I spent Thanksgiving with the in-laws and associated family who live deep in the hinterlands of Florida, just a mile from the hard edge between suburbia and wilderness. Staying there makes me sad, I’ll make no bones about it. Nobody moves very much at all, and all the food comes from bags and boxes, and the there are veritable dunes of sweet junk accumulated in various places around the house, which the kids consume at all hours of the day. Not just on Thanksgiving. All the time. Much of day-to-day conversation is taken up by what’s on sale where. Perhaps understandable because they are so barely hanging on economically, having painted themselves into small corner via revolving credit, car leases and no retirement savings. So much fear, barely kept at bay with Xanax and Wellbutrin, and a reluctance to accept it or address it. I try not to judge. Self control comes easy to me, generosity is a bit harder. I try to see my in-laws as heroic but tragic figures within a larger game they haven’t quite figured out how to control. I wish I could figure out how to connect. They think I’m odd and a bit nuts. I probably am, in my own way.
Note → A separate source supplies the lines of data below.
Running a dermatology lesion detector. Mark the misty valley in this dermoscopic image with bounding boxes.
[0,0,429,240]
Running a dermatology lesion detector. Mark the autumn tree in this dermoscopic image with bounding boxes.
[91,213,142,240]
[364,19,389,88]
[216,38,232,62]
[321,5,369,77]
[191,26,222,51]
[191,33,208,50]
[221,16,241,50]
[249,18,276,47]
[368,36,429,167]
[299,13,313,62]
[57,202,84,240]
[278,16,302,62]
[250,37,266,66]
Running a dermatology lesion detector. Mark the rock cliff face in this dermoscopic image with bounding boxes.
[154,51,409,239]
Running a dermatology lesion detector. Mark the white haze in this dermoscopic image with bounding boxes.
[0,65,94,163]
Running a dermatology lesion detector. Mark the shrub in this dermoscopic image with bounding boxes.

But that’s why I get so restless there. After just a day I’m yearning for escape. In my self-tracking days I used to just wander for miles and miles through the de-peopled “communities”, along the strip malls, trying to make up my daily distances, six miles, seven miles or even eight miles, trying to control what can’t be controlled.

Now that I only walk for pleasure I decided for something more ambitious and perhaps symbolic; to walk from the swamp to the ocean, which happens to be 14 miles. The purpose of the walk was not only to shake off the mental confinement of being trapped between kitchen and couch, but to look at the Sunshine State from a pedestrian perspective rather than from a minivan or SUV, and perhaps impress upon those nieces that the world doesn’t end at the bottom of their cup-de-sac, that there is a way out.

Here are some of the pictures from that epic walk, which took me just over three hours:

2013-11-30 13.58.44 2013-11-30 15.14.58 2013-11-30 15.18.51 2013-11-30 17.24.00 2013-11-30 17.38.55 2013-11-30 15.36.082013-11-30 17.39.36 2013-12-01 18.14.442013-12-01 18.06.582013-12-01 18.13.352013-12-01 18.51.17 2013-12-01 18.41.532013-12-02 10.51.262013-12-02 11.14.142013-12-02 11.33.432013-11-30 18.04.27

I know the images are pointedly melancholic and not at all how most people experience South Florida, but that’s how it feels to me. I only saw a handful of pedestrians on my walk. Like, a few people standing on the sidewalk with boards announcing bargains. Some unexpected shared humanity there.

Needless to say everyone thought I was crazy, even crazier to take the bus back, but on that bus, humming with conversations, I felt I was somewhere, a real place.


2 thoughts on “From the swamp to the ocean

  1. I’m not American but have been a few times and I’ve found the car centeredness as you describe. But if the area you talk about in this piece is notable enough to comment on, in guessing it’s even more extreme?
    I always feel the malls and vast housing estates and roads are so empty and lonely. I loved the cities though.

  2. Thank you for this insightful journey. The offices you photographed – divorce, bankruptcy, alzheimer’s, artificial limbs, and the stretches of empty water-logged parkland tell a very sad story indeed.